ClusterClientManager manages Kubernetes clients for multi-cluster operations. It retrieves clients for both the local Management Cluster and remote Workload Clusters, with support for user impersonation.

All methods are thread-safe and can be called concurrently from multiple tool handlers.

type ClusterDiscoveryError ¶ added in v0.0.59

type ClusterDiscoveryError struct {
	Reason string
	Err    error
}

ClusterDiscoveryError provides context about cluster discovery failures.

func (*ClusterDiscoveryError) Error ¶ added in v0.0.59

func (e *ClusterDiscoveryError) Error() string

Error implements the error interface.

func (*ClusterDiscoveryError) Is ¶ added in v0.0.59

func (e *ClusterDiscoveryError) Is(target error) bool

Is implements custom error matching for errors.Is().

func (*ClusterDiscoveryError) Unwrap ¶ added in v0.0.59

func (e *ClusterDiscoveryError) Unwrap() error

Unwrap returns the underlying error.

func (*ClusterDiscoveryError) UserFacingError ¶ added in v0.0.59

func (e *ClusterDiscoveryError) UserFacingError() string

UserFacingError returns a sanitized error message safe for end users.

type ClusterInfo ¶ added in v0.0.54

type ClusterInfo struct {
	// Name is the cluster name.
	Name string

	// Namespace is the namespace where the cluster resource and its kubeconfig secret reside.
	Namespace string
}

ClusterInfo contains information about a CAPI cluster needed for kubeconfig retrieval.

type ClusterListOptions ¶ added in v0.0.59

type ClusterListOptions struct {
	// Namespace filters clusters to a specific namespace (organization).
	// If empty, all namespaces are searched.
	Namespace string

	// LabelSelector filters clusters by label selector expression.
	// Uses standard Kubernetes label selector syntax.
	LabelSelector string

	// Provider filters clusters by infrastructure provider.
	Provider string

	// Status filters clusters by phase.
	Status ClusterPhase

	// ReadyOnly filters to only include ready clusters.
	ReadyOnly bool
}

ClusterListOptions provides options for filtering cluster listings.

type ClusterNotFoundError ¶

type ClusterNotFoundError struct {
	ClusterName string
	Namespace   string
	Reason      string
}

ClusterNotFoundError provides detailed context about a cluster lookup failure.

func (*ClusterNotFoundError) Error ¶

func (e *ClusterNotFoundError) Error() string

Error implements the error interface.

func (*ClusterNotFoundError) Unwrap ¶

func (e *ClusterNotFoundError) Unwrap() error

Unwrap returns the underlying sentinel error for use with errors.Is().

func (*ClusterNotFoundError) UserFacingError ¶

func (e *ClusterNotFoundError) UserFacingError() string

UserFacingError returns a sanitized error message safe for end users.
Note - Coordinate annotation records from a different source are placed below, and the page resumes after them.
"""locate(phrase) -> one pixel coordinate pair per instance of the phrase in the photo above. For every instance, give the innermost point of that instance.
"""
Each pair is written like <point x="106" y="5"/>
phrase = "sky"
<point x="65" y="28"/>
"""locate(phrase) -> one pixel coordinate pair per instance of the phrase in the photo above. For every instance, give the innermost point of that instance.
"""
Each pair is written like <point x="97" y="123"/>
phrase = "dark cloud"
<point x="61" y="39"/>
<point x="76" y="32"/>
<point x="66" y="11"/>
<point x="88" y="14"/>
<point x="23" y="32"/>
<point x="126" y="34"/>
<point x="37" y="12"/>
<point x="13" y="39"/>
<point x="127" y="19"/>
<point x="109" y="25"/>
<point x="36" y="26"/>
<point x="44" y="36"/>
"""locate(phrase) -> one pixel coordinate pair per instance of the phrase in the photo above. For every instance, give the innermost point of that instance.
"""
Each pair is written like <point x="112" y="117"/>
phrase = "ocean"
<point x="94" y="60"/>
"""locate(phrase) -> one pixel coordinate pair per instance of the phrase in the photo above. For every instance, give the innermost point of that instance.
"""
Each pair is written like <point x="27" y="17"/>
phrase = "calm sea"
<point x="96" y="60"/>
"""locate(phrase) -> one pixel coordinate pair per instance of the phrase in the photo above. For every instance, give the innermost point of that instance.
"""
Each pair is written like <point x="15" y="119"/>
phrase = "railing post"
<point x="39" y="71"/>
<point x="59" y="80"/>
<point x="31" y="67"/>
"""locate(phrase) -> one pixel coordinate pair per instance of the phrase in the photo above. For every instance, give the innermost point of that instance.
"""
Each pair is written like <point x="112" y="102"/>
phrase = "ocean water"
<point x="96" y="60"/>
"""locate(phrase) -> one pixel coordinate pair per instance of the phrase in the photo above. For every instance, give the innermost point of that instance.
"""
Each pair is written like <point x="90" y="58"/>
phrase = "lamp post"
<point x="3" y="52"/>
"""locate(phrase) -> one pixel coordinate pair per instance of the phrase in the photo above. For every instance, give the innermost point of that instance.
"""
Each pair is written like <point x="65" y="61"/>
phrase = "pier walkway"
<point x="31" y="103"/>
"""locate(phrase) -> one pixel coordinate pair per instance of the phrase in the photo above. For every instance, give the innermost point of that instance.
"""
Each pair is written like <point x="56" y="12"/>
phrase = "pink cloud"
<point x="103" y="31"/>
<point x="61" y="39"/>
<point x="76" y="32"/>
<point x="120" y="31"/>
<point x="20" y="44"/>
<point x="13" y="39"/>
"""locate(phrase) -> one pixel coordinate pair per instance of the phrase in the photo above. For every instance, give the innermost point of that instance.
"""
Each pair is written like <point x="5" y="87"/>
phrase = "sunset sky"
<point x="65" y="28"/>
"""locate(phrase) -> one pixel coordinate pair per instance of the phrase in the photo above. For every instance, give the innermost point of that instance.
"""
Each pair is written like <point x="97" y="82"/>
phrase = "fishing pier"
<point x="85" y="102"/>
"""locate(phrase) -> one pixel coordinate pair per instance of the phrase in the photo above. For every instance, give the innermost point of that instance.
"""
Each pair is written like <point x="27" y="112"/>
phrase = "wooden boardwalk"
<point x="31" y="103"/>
This prevents leaking internal cluster names and namespace structure.

Security: Returns a generic message that doesn't reveal whether the cluster exists, preventing cluster enumeration attacks.

type ClusterPhase ¶

type ClusterPhase string

ClusterPhase represents the lifecycle phase of a CAPI cluster.

const (
	// ClusterPhasePending indicates the cluster is awaiting provisioning.
	ClusterPhasePending ClusterPhase = "Pending"

	// ClusterPhaseProvisioning indicates the cluster is being created.
	ClusterPhaseProvisioning ClusterPhase = "Provisioning"
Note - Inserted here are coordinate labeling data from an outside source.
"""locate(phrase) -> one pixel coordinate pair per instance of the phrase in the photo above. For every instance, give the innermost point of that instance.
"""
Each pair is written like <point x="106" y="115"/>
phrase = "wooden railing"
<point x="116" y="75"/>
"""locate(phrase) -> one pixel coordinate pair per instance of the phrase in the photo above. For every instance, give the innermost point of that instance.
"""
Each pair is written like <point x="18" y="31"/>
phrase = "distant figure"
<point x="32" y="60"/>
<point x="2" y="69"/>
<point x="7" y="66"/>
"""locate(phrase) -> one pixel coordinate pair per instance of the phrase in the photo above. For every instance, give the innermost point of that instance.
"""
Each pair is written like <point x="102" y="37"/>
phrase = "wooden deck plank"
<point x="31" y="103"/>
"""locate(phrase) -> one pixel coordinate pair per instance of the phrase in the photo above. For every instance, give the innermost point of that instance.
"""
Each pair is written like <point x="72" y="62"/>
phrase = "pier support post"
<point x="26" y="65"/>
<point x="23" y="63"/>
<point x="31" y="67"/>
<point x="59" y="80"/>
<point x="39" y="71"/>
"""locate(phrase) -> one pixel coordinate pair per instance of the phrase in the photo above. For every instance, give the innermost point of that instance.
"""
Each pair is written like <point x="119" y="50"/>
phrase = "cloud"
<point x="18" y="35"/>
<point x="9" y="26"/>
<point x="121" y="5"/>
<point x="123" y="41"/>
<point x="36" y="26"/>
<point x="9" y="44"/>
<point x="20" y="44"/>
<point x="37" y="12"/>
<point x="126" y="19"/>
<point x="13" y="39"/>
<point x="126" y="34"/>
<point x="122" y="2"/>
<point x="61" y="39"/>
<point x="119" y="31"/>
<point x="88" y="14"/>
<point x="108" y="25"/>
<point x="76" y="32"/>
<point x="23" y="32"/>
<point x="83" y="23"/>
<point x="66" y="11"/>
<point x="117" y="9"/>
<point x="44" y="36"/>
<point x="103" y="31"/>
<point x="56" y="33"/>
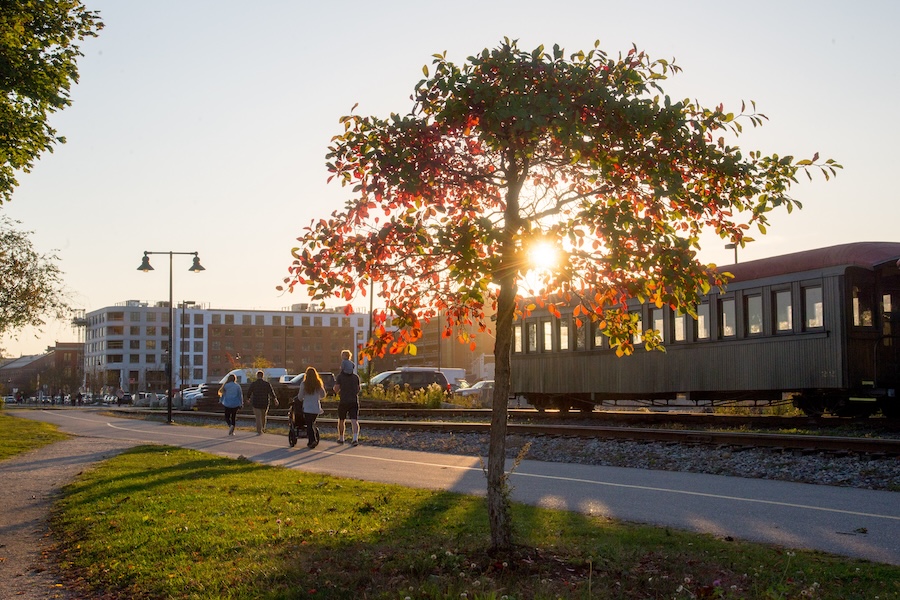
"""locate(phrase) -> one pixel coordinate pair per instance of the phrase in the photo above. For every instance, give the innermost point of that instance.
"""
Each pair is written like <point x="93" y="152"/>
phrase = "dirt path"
<point x="28" y="485"/>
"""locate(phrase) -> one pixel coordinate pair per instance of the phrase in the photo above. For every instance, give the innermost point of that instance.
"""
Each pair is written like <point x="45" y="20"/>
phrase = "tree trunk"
<point x="498" y="480"/>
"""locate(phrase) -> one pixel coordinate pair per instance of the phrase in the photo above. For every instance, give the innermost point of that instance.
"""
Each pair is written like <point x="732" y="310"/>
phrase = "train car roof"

	// ClusterPhaseProvisioned indicates the cluster is fully operational.
	ClusterPhaseProvisioned ClusterPhase = "Provisioned"

	// ClusterPhaseDeleting indicates the cluster is being deleted.
	ClusterPhaseDeleting ClusterPhase = "Deleting"

	// ClusterPhaseFailed indicates the cluster encountered a fatal error.
	ClusterPhaseFailed ClusterPhase = "Failed"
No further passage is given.